So, I haven't really used Solaris much since the 2.5 days. I decided to give Solaris 9 a go on my Sun Ultra2 box. Guys, installing and setting up Solaris once will teach how far Linux has come. The fancy "webstart" install starts with an xterm with a text based disk partition tool. I haven't seen something like that since on Linux since 1999 (and the distro that did it was acknowledged pure crapola). Package selection during install was horrible. Not to mention it let me remove something that cuased kernel panics so I had to reinstall with a default package set. Once you get it installed, you got get it up to date. Of course, Sun's main update system is the "look around on our web site and pray what you download is for your version" like Windows and MacOS had 10 years ago. There is also a utility called patchpro with withh automagically download patches and apply them to your system. Of course, it comes in a tarball, requires you to alter your path, and finds weak excuses not to install patches thus requiring you to do a bunch of research to find out the reason. Installing patches on Solaris could only get better if they sent them to you on 9 track tape. Seriously, I was a big user of AIX, Solaris, and HPUX back in the mid nineties and I am sad to say that for Solaris not much has changed. I downloaded the Sun branded gnome2 for Solaris 9. Ich! Ximian really fleeced these guys. You get a clunky dual-toolbar desktop thats actually not much better than CDE. Someone sould have told Sun that gnome was all about the apps. In short, I still think of Linux sometimes as the distro I first installed by picking kernels with the correct CD driver to make boot floppies with back in 94. However, Linux has gotten to the point where its install and administration are superior to windows! However, the big Unixes are still behind the curve and wondering why they're losing market share.
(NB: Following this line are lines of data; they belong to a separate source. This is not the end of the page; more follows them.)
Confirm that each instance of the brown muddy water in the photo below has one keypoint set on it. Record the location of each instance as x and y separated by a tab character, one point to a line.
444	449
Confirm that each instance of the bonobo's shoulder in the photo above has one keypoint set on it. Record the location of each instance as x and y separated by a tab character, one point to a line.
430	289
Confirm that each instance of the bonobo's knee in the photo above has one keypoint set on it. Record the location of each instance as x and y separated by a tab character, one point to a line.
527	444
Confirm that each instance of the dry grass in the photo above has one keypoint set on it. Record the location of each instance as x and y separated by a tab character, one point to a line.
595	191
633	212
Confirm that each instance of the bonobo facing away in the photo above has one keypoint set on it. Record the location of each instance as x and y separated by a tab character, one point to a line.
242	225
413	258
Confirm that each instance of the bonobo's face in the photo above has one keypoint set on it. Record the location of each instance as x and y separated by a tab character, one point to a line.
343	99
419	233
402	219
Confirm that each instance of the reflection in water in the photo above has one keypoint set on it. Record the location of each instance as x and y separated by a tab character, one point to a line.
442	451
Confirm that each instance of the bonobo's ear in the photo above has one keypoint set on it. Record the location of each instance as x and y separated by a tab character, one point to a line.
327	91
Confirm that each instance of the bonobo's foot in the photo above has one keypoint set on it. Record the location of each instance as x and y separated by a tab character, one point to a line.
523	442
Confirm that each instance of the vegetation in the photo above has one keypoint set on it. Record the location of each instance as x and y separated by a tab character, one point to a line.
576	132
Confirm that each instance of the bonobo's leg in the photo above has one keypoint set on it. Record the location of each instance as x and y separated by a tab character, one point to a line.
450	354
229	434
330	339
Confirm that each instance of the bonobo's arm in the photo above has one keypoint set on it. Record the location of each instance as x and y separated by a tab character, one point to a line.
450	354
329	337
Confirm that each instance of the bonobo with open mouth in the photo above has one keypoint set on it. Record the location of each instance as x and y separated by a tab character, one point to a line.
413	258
Never overestimate the end user. -jeramy b. smith
Long before Sun evaluated the first AMD chip for blade, I was thinking this would be a good idea for them. Regardless of many things, prices is just the tipping point. Using AMD, Sun does not have to put too much effort developing chips. AMD and Intel has quicker CPU cyle because of the Desktop root. This makes Sun's offer more competitive in term of price, publicity, and performance (at whatever cost they charge).
I am surpised that people compares Sparcs, and AMD (interm of its vitality), while they don't bother look at a real life example. IBM sells Intel chips for years, and doing very well with it, but they still sell their power line of chips. Does it really matter if the power line failed and their intel server succeeded? Sounds like a negative impact, but not really since if not supporting x86 line, and their Risk/Unix line is dead, they are worse off.
So, for a company, Sun supporting the AMD and Intel is no brainer. Cost is everything to business. Whether Sparc dies or not is irrelevant as long as you execute things right.
Time change, things change, your business must change, and sometimes your processors must change too.
People don't by Sun's hardware because 3 factors:
1) High cost (compare to the commodity of x86 HW)
2) Close (closed hardware and software environment)
3) Company and industry images (people tends to be nervous if everyone else support linux, and they also fear if Sun goes down).
So, lower the cost, open up with widely support x86 hardware, show that you're more competitive, and you'll survive and thrive.
Sun is now offering UltraSparc IIIi processors:
http://www.sun.com/processors/UltraSPARC-IIIi/
They do have some similarities to AMD's opteron processor:
- 1 MB on-chip L2 cache
- integrated memory controller
- 128bit DDR Ram
- large L1 cache
It should be interesting to compare those two processors.